The report by Al-Arabiya did not elaborate and cited anonymous sources for the information. However, the channel often breaks news before even the kingdom’s state-run media, and is widely believed to have a direct line to the Al Saud royal family.
The station’s English arm offered more details, saying that a final price for the stock will be set Dec. 4, with shares then beginning to be traded on the Riyadh-based Tadawul Stock Market on Dec. 11. It added that the Saudi Capital Markets Authority will make a formal announcement about the initial public offering (IPO) plans on Sunday. Pricing will begin Nov. 17, it said.
“The Aramco IPO is a cornerstone of Saudi Arabia’s Vision 2030 plan, which aims to wean the kingdom off its reliance on oil to diversify the economy,” the report stated.
Saudi state media and government officials did not immediately acknowledge the report. There also have been other delays in the IPO as well, which had analysts still skeptical.
The Future Investment Initiative drew 6,000 people and international firms to Riyadh for a forum that is the brainchild of the 34-year-old Prince Mohammed. Already, the forum announced Dow Chemicals, HSBC, Samsung and other global firms as partners to the event. Major private equity firms and investment houses also are taking part.
Heads of state are attending, with Indian Prime Minister Narendra Modi and Jordan’s King Abdullah II both scheduled to speak on Oct. 29. Also scheduled is Jared Kushner, President Donald Trump’s son-in-law and a White House adviser.
The event is held in part at Riyadh’s Ritz-Carlton Hotel, which served as a detention facility during a 2017 purge targeting businessmen, princes and others. Described at the time as an anticorruption campaign, the arrests targeted wealthy potential challengers to the prince and cemented his grip on power amid allegations of torture denied by the kingdom. Authorities later said it saw the government recoup over $100 billion.

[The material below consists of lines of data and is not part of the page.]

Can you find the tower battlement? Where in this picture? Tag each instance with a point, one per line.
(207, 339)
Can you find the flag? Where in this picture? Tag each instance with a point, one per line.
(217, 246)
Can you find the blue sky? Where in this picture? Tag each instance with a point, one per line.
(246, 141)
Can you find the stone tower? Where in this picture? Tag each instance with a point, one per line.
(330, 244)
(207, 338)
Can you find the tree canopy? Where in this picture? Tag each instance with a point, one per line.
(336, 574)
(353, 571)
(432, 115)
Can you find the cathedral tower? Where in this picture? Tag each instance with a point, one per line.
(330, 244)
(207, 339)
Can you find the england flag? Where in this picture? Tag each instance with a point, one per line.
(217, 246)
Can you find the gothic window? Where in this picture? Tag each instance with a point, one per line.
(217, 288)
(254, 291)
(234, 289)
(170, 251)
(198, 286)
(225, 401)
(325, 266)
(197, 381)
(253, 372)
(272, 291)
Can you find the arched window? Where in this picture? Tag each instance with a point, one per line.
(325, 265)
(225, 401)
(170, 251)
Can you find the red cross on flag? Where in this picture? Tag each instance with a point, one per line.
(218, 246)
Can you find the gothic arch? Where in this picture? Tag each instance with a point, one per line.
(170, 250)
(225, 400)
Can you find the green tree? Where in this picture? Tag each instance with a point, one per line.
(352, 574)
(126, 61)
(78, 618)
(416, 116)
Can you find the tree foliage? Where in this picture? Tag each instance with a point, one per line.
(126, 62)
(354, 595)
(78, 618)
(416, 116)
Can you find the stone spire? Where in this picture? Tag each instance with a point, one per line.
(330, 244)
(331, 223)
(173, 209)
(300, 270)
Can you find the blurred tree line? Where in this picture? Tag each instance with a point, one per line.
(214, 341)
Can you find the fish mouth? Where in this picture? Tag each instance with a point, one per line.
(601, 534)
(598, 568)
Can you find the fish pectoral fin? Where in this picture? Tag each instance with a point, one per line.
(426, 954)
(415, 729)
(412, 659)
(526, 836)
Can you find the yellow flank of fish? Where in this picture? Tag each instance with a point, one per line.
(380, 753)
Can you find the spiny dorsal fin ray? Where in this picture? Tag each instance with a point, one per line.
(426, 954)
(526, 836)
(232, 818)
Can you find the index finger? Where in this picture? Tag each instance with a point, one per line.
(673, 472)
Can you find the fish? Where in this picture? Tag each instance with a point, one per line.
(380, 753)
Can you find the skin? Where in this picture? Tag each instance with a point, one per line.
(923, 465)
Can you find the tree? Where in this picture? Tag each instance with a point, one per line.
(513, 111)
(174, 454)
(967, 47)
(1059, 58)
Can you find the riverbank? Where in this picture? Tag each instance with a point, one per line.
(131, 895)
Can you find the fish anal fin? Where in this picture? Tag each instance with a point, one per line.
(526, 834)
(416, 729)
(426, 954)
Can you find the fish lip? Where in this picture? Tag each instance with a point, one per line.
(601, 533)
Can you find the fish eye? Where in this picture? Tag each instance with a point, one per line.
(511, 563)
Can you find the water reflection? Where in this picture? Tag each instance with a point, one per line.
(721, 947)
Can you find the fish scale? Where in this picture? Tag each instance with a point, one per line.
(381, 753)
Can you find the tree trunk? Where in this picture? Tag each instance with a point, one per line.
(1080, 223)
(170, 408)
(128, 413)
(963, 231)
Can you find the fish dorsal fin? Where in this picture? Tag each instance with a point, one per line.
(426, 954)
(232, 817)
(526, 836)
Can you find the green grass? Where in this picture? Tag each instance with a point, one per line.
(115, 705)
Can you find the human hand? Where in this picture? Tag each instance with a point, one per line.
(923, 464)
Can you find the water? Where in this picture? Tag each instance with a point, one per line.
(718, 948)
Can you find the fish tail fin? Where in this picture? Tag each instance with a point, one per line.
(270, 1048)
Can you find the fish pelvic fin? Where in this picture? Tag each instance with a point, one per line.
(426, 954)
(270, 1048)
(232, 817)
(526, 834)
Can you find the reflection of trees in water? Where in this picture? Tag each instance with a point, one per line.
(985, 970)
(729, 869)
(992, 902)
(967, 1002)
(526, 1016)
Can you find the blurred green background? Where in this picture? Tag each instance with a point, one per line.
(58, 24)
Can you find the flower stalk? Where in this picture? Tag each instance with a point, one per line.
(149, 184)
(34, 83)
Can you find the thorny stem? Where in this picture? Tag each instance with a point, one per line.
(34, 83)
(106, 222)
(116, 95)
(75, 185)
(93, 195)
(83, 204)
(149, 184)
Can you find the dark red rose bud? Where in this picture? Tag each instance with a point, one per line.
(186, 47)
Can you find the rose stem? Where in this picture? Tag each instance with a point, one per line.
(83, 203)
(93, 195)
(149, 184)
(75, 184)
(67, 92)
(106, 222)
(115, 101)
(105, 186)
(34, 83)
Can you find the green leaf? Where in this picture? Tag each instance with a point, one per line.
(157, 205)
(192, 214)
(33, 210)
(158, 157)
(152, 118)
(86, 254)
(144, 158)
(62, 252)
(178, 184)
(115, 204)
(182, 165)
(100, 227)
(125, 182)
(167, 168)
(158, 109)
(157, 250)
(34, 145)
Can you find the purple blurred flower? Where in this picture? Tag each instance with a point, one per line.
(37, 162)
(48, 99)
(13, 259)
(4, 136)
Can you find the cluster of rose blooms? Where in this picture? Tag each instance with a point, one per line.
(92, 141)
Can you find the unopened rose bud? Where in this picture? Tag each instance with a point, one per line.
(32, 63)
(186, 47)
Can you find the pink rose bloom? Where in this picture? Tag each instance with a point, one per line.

However, there will be big names not taking part. Among them is Jeff Bezos, the CEO of Amazon and the owner of The Washington Post, who had been in negotiations to open data centers in the kingdom before the killing of Jamal Khashoggi at the Saudi Consulate in Istanbul, the Post reported on Oct. 29.
Khashoggi’s death cast a pall over last year’s forum, which saw Prince Mohammed give a fiery speech in which he described the killing as “a heinous act that is unjustifiable.” However, U.S. officials and a recent United Nations special rapporteur’s report suspect that Prince Mohammed had a role in the slaying as members of the team of assassins sent to kill Khashoggi had links to the prince.
“It inconceivable that an operation of this scale could be implemented without the crown prince being aware, at a minimum, that some sort of mission of a criminal nature, directed at Mr. Khashoggi, was being launched,” the U.N. report read.
As the forum started, panelists like Ray Dalio, the founder of the world’s largest hedge fund, Bridgewater Associates, offered stark warnings about the state of the global economy, rising inequality and “a conflict between capitalism and socialism.”
“There’s a form of revolution taking place,” Dalio said.
Kirill Dmitriev, the CEO of Russia Direct Investment Fund, offered a similar opinion, discussing the “weaponization of ideas,” and noting that if there is a major war, “nobody will care about monetary policy.”